Fervo Energy moved toward the public markets with a Nasdaq filing that could become a reality check for climate-tech investors: whether they will reward companies that can deliver infrastructure-scale power on a believable timetable, not just big promises. The Houston-based geothermal startup publicly filed a Form S-1 with the U.S. Securities and Exchange Commission on April 17, 2026, and said it plans to list Class A common stock under the ticker FRVO.
The company has not yet set the number of shares or the price range, and the deal still depends on market and other conditions. One estimate put the offering at as much as $250 million. Fervo named J.P. Morgan, BofA Securities, RBC Capital Markets and Barclays as joint lead bookrunning managers, with Baird, BBVA, Guggenheim Securities, MUFG, Société Générale, William Blair, Piper Sandler and Wolfe | Nomura Alliance also on the banking syndicate. The company also disclosed that it had confidentially filed on December 10, 2025 before bringing the registration statement public.
The filing lands at a moment when Fervo is trying to prove that enhanced geothermal systems can scale beyond pilot projects and into dependable electricity supply. Its flagship Cape Station project in Utah was preparing to begin delivering power later in 2026, a milestone that matters because the market is increasingly looking for firm, 24/7 carbon-free electricity rather than intermittent generation or long-dated technology bets. Fervo’s pitch centers on horizontal drilling and subsurface heat, a different route to clean baseload power than the solar and wind model that defined the last clean-tech cycle.

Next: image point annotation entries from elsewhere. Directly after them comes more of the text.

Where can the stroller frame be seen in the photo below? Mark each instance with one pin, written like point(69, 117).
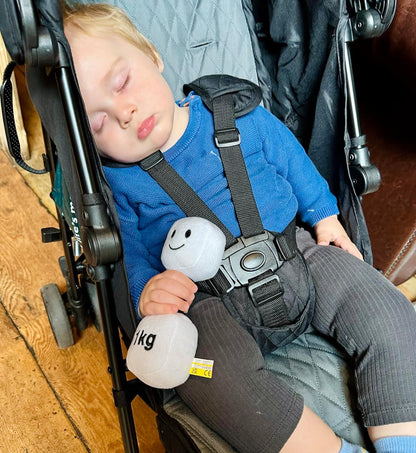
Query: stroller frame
point(101, 241)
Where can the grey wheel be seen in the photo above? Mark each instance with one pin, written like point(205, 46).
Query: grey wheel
point(58, 316)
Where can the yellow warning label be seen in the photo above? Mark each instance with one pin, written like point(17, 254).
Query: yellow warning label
point(202, 367)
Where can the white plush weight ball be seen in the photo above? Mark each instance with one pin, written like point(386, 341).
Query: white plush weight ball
point(162, 350)
point(194, 246)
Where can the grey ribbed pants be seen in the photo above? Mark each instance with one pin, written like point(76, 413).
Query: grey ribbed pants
point(253, 409)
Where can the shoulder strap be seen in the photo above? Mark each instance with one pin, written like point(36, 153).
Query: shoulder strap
point(227, 97)
point(227, 139)
point(180, 192)
point(9, 122)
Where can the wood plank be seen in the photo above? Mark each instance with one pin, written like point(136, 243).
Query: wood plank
point(26, 425)
point(78, 375)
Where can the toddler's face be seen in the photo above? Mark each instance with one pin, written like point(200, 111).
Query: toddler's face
point(129, 104)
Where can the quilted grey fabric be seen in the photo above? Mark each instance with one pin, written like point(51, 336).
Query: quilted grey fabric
point(196, 38)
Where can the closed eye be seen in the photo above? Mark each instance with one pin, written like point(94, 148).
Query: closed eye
point(97, 122)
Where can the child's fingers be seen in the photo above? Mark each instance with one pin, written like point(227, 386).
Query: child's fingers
point(347, 245)
point(168, 292)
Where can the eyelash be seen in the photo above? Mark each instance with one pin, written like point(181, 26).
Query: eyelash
point(98, 128)
point(123, 84)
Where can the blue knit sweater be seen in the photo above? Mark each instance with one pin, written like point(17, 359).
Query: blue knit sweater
point(284, 181)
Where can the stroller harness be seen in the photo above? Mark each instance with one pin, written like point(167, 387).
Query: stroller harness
point(257, 258)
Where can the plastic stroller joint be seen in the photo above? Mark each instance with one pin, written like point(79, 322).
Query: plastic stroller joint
point(100, 239)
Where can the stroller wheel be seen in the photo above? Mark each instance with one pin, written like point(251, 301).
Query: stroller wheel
point(58, 316)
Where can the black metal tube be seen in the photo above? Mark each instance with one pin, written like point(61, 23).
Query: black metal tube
point(116, 363)
point(68, 94)
point(355, 130)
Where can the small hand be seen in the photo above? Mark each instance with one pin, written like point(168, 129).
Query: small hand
point(330, 230)
point(166, 293)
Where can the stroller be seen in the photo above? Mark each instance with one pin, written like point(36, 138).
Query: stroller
point(246, 39)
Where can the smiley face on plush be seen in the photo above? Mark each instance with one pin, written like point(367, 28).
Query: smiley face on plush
point(194, 246)
point(164, 346)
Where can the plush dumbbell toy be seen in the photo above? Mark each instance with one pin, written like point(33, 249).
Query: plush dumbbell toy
point(163, 347)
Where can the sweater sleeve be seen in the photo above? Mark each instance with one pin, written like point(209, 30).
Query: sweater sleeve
point(137, 258)
point(315, 201)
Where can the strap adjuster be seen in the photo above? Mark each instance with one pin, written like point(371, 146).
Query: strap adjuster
point(224, 138)
point(150, 161)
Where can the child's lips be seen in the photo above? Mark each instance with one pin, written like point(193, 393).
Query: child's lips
point(145, 127)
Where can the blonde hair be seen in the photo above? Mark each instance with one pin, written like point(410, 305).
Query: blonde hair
point(101, 18)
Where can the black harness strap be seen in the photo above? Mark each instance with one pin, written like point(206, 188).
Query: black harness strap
point(180, 192)
point(227, 139)
point(9, 122)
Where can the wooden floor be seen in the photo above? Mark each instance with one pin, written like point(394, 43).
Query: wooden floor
point(51, 400)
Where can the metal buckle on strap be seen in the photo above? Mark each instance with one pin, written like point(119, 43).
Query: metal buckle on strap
point(225, 138)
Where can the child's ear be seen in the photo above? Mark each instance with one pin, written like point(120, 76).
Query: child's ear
point(159, 62)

That history hangs over the IPO. The last cleantech boom produced plenty of capital but also a painful reckoning when technologies and business models failed to scale fast enough for public markets. Today’s investors are asking harder questions about revenue visibility, project timing and the durability of the policy and demand backdrop. Fervo’s case is being watched closely because it already has a timeline attached to a real asset, not just an ambition.
Founded in 2017, Fervo crossed a $1 billion valuation in 2024 and gained momentum with Project Red in 2023. Its growth has also been tied to rising electricity demand from data centers and artificial intelligence, two forces that have sharpened the market’s appetite for new power sources. In Texas, where Fervo is building a larger profile, founder Tim Latimer has framed the company as part of the state’s energy future beyond oil and gas. Whether Nasdaq embraces that story will say as much about public-market taste as it does about geothermal itself.